7.) The constant fear of one neighbor burning down the entire building never leaves my brain.

8.) When you smoke on your balcony, I don't need to breathe it in. On nice days, I like my windows open. Thanks for the cancer.

9.) Cramped, white space only belongs on a spaceship.

10.) Going up the elevator to lunch everyday and smelling the plethora of mixed odors from every level is never a pleasant experience.

Monday, May 9, 2011

Have you ever seen a pigeon chasing another pigeon?
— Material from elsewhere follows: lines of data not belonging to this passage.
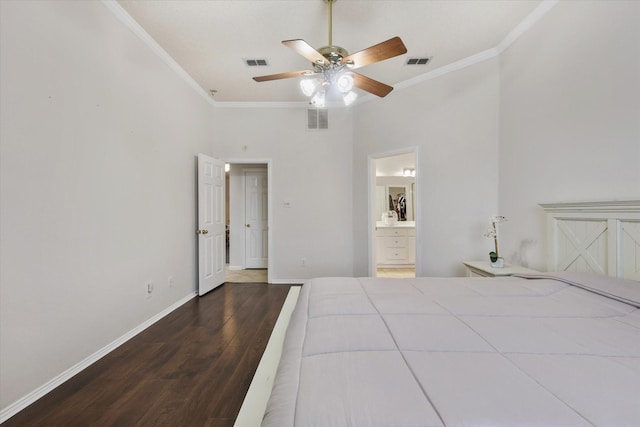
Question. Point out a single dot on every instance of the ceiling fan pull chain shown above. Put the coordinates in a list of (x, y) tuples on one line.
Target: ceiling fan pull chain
[(330, 22)]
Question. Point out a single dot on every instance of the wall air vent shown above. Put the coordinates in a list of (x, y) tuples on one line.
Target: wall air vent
[(256, 62), (419, 61), (317, 119)]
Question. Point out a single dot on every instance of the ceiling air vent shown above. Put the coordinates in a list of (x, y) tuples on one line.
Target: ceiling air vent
[(317, 119), (418, 61), (256, 62)]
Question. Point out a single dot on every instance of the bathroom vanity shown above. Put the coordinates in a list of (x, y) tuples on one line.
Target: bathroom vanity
[(396, 244)]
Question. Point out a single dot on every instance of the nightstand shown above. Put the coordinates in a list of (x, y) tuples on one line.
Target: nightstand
[(484, 269)]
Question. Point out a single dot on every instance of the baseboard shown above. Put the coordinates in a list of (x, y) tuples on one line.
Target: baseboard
[(36, 394), (288, 281)]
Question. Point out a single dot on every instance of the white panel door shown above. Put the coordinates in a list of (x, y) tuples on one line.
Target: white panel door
[(256, 220), (211, 221)]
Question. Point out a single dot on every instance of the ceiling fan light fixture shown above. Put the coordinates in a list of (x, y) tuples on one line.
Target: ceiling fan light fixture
[(318, 99), (308, 86), (349, 97)]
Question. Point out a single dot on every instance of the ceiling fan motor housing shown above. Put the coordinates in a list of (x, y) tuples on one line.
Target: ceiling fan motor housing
[(334, 54)]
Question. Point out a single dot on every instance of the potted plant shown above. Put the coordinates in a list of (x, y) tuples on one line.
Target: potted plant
[(492, 232)]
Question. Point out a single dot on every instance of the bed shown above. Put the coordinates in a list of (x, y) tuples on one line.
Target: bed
[(551, 349), (547, 350)]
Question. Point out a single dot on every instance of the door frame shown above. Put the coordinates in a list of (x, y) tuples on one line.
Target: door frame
[(371, 194), (268, 162)]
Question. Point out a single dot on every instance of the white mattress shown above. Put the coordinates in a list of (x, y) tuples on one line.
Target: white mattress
[(460, 351)]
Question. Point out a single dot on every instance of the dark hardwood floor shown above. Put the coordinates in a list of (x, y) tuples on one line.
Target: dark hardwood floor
[(192, 368)]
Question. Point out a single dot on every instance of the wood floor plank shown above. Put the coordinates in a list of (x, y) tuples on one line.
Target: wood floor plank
[(191, 368)]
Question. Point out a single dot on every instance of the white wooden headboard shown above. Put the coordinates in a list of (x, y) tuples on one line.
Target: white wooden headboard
[(599, 237)]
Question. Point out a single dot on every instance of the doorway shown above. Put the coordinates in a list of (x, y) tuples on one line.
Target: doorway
[(393, 214), (248, 219)]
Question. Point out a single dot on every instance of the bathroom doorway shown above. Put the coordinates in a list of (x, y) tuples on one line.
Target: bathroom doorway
[(393, 214)]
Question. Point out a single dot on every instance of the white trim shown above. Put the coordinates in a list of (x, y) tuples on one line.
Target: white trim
[(449, 68), (526, 24), (131, 23), (255, 402), (287, 281), (301, 104), (36, 394)]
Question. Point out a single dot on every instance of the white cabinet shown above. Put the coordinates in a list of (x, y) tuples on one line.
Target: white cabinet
[(395, 246)]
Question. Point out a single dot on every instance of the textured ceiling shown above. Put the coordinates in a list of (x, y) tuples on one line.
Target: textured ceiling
[(211, 39)]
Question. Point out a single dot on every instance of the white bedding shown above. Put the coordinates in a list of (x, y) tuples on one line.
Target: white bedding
[(459, 351)]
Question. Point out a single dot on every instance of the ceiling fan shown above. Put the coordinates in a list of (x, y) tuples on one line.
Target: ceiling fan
[(333, 67)]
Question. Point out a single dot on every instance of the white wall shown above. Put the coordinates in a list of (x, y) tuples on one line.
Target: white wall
[(453, 120), (569, 117), (312, 172), (98, 143)]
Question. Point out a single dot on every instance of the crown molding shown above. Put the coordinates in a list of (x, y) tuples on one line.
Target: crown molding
[(531, 19), (219, 104), (528, 22)]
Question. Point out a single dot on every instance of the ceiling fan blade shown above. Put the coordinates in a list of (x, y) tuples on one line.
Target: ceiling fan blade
[(305, 49), (287, 75), (372, 86), (376, 53)]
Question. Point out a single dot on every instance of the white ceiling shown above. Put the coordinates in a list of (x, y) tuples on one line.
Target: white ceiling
[(211, 39)]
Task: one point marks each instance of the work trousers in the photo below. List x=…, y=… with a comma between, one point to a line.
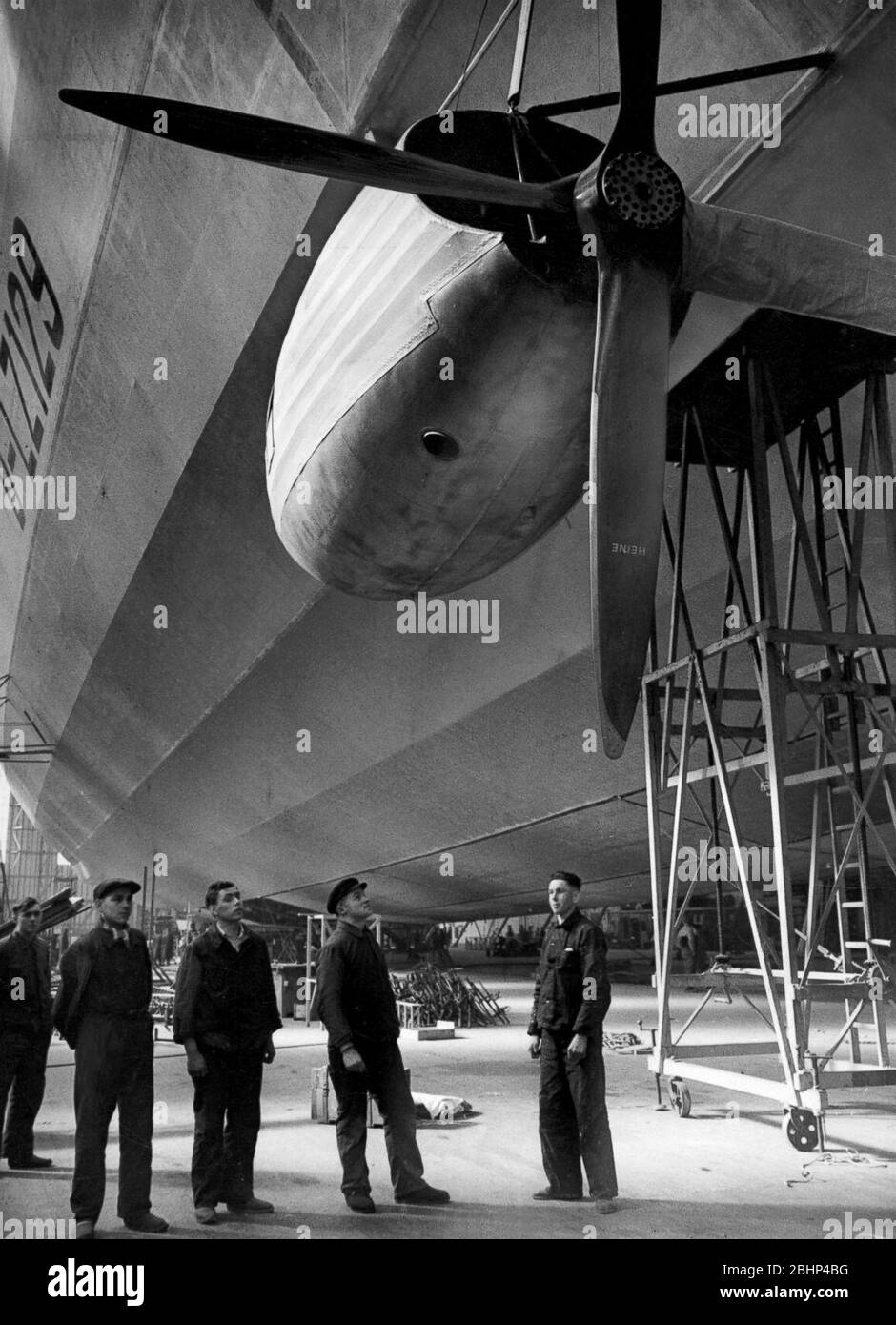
x=573, y=1123
x=227, y=1108
x=23, y=1070
x=386, y=1081
x=112, y=1070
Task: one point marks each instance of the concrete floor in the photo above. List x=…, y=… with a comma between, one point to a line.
x=726, y=1172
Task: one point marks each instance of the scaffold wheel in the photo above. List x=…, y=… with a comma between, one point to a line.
x=801, y=1128
x=681, y=1097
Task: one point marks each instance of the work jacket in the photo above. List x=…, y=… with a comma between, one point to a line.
x=27, y=961
x=224, y=996
x=77, y=968
x=572, y=985
x=354, y=994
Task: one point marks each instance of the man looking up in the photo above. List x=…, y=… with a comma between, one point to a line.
x=26, y=1029
x=566, y=1029
x=102, y=1011
x=356, y=1002
x=224, y=1015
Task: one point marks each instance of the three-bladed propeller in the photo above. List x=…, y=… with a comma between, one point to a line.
x=647, y=237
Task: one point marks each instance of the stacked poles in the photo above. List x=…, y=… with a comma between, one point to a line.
x=448, y=996
x=54, y=910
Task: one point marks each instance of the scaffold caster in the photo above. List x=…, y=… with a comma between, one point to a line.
x=801, y=1128
x=681, y=1097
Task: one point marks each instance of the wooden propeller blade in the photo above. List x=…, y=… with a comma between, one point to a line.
x=771, y=264
x=638, y=43
x=627, y=466
x=313, y=152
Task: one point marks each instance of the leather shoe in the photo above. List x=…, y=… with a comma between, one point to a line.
x=360, y=1203
x=146, y=1223
x=424, y=1195
x=251, y=1207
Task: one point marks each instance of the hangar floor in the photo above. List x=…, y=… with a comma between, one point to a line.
x=725, y=1172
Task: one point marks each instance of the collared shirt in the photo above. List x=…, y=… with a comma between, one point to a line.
x=224, y=995
x=354, y=994
x=118, y=933
x=572, y=985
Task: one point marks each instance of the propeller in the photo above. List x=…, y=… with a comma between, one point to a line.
x=648, y=240
x=632, y=201
x=315, y=152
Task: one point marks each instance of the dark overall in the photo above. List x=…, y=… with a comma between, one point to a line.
x=102, y=1011
x=356, y=1002
x=572, y=998
x=226, y=1002
x=26, y=1029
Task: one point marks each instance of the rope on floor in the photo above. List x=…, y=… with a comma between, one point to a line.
x=830, y=1157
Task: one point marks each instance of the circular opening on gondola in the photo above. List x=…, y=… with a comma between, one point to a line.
x=440, y=445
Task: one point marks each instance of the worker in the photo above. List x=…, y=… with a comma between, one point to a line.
x=224, y=1015
x=356, y=1002
x=566, y=1033
x=26, y=1029
x=689, y=947
x=102, y=1011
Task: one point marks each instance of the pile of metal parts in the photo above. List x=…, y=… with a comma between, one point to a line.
x=54, y=910
x=448, y=996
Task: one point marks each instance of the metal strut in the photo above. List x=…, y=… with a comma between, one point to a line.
x=794, y=705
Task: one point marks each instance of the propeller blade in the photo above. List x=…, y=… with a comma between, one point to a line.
x=771, y=264
x=638, y=43
x=313, y=152
x=627, y=469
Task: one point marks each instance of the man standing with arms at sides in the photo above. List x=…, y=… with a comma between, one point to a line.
x=26, y=1029
x=224, y=1015
x=356, y=1002
x=566, y=1029
x=102, y=1011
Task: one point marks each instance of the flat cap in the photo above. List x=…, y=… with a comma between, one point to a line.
x=342, y=889
x=108, y=886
I did. In the center square today. I laughed, then tripped. I thought it was so adorable. I don't know it that is some pigeon mating thing, or one was just being a bully, or playing. I always heard pigeons were not so smart, or rat with wings, but nonetheless, it was adorable. One porker pigeon was chasing a skinnier one around, on foot. Other people did not think it was so funny...

Thursday, May 5, 2011

PARABENS!

I wanted to post a very happy birthday to Wagninho. 19 today. We have not been talking much in the past few weeks, but you have been an amazing friend to me since I came here. Eu amo voce para sempre, obrigada por tudo, eu nunca vou te esquecer. Parabens, tudo de bom para sempre e felicidades.

Just a small update, we know I'm too lazy to post EVERYTHING now. And I forget sometimes. This past week has been hard for me. A lot went on and I feel horrible sometimes. But this too shall pass (as my mother would say). The clock is TICKING....and it is so weird. I love my life here. I love my friends here. I LOVE EVERYTHING....and when I leave...I leave what I love. And go back to what I fought so hard to get away from. In the next few years, two or three...I will return. I wish it could be forever. I built a life here I can never forget and realized this was the best decision I have ever made.

THE CLOCK IS ALSO TICKING BECAUSE IN LESS THAN TWO WEEKS I GO TO THE AMAZON!!!! So excited!! I am so excited, but it is ten less days with my friends here.

I saw a puppy today. He looked JUST like my dog back home, and it made me so sad. I miss my dog, as much of a pain in the butt as he is, he's the only man in my life now hahahaha.

As cheesy as this will sound. I found my heart in Brasil, but also lost it again. It's the worst feeling ever and something I always tried to avoid. I will prevail, but I hate to do that alone...again.